Tool Purpose Primary Source
OWASP LLM08 Vector and Embedding Weaknesses guidance https://genai.owasp.org/llmrisk/llm082025-vector-and-embedding-weaknesses/
sentence-transformers Embedding generation for testing https://www.sbert.net/
Qdrant client Vector store + filtered search https://qdrant.tech/documentation/
Chroma / Weaviate / Pinecone Alternative vector stores https://docs.trychroma.com/
vec2text Embedding-inversion research baseline https://github.com/jxmorris12/vec2text
MITRE ATLAS AML.T0024 Exfiltration via ML Inference API https://atlas.mitre.org/

Validation Criteria

  • RAG pipeline inventoried (embedding model, store, tenancy, metric, top_k, filters).

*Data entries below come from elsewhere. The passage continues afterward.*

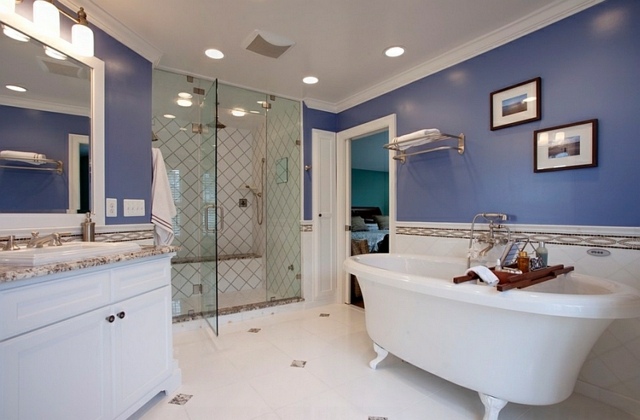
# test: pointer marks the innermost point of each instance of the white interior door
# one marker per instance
(324, 215)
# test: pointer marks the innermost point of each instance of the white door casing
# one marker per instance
(343, 214)
(323, 181)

  • Embedding-inversion exposure measured and rated.
  • Membership-inference delta computed for in-corpus vs control items.
  • Multi-tenant isolation tested both with and without client filters (server-side enforcement confirmed).
  • Poisoning dominance measured in a test collection only.
  • Retrieved chunks scanned for indirect-injection content.
  • Findings reported with remediation for each weakness class.
  • No production corpus modified during the assessment.